Data management of any type (whatever OLAP or OLTP-alike load) requires having some access to the data. Critical data management though requires having data on hand. A full replica in a trusted environment under full control. But what if no such a possibility exists (because of, for example, costs reasons)? A usual solution is - to trust the data provider. Just like they do with AWS or Infura. Guess what this leads to? Here you go: https://www.coindesk.com/policy/2022/03/03/metamask-infura-block-certain-areas-amid-crypto-sanctions-fury/.

Now, what if such a trusted data source requires to be emplaced and used within some other database (aka for a so-called “bridge”)? Well, here what unfortunately happens: https://www.coindesk.com/business/2022/08/02/nomad-hacked-45m-stolen-so-far-report/, https://www.theverge.com/2022/2/3/22916111/wormhole-hack-github-error-325-million-theft-ethereum-solana.

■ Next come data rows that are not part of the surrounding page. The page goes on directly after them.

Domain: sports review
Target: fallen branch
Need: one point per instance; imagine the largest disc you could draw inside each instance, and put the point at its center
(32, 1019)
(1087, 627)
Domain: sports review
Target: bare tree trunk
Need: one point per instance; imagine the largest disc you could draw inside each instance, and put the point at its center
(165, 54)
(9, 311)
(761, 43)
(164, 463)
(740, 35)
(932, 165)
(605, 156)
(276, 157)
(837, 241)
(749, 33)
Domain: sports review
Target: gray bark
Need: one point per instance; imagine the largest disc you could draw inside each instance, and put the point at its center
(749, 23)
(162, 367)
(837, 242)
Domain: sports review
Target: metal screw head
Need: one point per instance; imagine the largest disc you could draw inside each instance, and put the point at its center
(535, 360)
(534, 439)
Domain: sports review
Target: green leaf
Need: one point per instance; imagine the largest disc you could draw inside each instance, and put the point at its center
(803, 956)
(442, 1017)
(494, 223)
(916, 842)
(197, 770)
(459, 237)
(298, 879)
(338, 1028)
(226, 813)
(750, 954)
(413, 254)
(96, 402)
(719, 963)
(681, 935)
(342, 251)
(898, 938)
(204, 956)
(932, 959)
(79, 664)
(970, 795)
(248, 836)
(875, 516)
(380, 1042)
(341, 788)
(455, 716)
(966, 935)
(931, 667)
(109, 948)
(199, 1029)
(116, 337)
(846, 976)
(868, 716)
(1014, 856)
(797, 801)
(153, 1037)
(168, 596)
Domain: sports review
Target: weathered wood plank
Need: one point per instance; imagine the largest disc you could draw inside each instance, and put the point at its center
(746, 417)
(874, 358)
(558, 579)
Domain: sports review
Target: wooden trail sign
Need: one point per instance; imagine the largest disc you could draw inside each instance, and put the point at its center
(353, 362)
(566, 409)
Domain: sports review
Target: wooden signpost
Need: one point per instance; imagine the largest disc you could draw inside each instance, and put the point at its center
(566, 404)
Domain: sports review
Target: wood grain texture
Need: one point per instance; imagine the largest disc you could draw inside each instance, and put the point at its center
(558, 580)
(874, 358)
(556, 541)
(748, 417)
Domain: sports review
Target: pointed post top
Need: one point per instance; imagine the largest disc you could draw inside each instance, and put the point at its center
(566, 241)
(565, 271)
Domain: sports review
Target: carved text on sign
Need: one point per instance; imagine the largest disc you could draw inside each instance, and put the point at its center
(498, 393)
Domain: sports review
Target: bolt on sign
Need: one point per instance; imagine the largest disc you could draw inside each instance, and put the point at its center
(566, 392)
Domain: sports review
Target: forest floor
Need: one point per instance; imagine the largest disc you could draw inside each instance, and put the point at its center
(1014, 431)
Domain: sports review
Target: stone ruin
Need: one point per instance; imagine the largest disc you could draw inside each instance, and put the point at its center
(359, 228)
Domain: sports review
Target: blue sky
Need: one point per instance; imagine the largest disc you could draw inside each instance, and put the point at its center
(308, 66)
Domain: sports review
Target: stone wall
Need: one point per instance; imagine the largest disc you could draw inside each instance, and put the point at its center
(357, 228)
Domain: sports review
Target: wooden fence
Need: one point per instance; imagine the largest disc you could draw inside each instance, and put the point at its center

That is why this post =nil;’s trustless data management solution which is supposed to solve those issues with state and query proofs based upon =nil; `DROP DATABASE * by bringing three major use cases together:

  1. Trustless (non-optimisitic) data retrieval and insertion. Retrieve and insert the data from and to different databases (fault-tolerant full-replica included aka Bitcoin or Ethereum or whatever) through simple query language (SQL or JS-based one) without any need to trust data providers becuase of SNARK data correctness proofs.
  2. Trustless bridging. Use the data retrievied from the protocol and a SNARK correctness proof for putting the data from different protocols databases to each other.
  3. Pluggable trustless scaling. Use the data retrieved from the protocol and a SNARK correctness proof to increase the throughput of a particular protocol by deploying several independent application-specific clusters.

=nil; `DROP DATABASE *?

=nil; `DROP DATABASE * is a database management system developed by =nil; Foundation with a purpose to handle publicly-replicable fault-tolerant full-replica databases (e.g. Bitcoin or Ethereum) with a single piece of software - just like it is being done with a proper DBMS (e.g. MySQL or PostgreSQL). This allows to:

  1. Introduce a unified read AND write query language for such databases
  2. Reduce deployment and maintenance costs by managing multiple databases within the single piece of software-based cluster or a standalone deployment.
  3. Increase deployments durability by using good old DBMS-specific techniques.

More detailed information about =nil; `DROP DATABASE * can be found in a relevant blog post: https://blog.nil.foundation/2021/12/01/database-management-system.html.

But what does it have to do with trustless data management protocol?

=nil; `DROP DATABASE * eliminates data accessibility and maintenance cost problems as if they never existed. This is done by managing several publicly-replicable fault-tolerant full-replica databases with the same piece of software and by providing a read/write query language, same to all the databases, which replication protocols are supported. Typical DBMS features. Another typical modern DBMS feature is clusterization. Same thing =nil; `DROP DATABASE * provides as well.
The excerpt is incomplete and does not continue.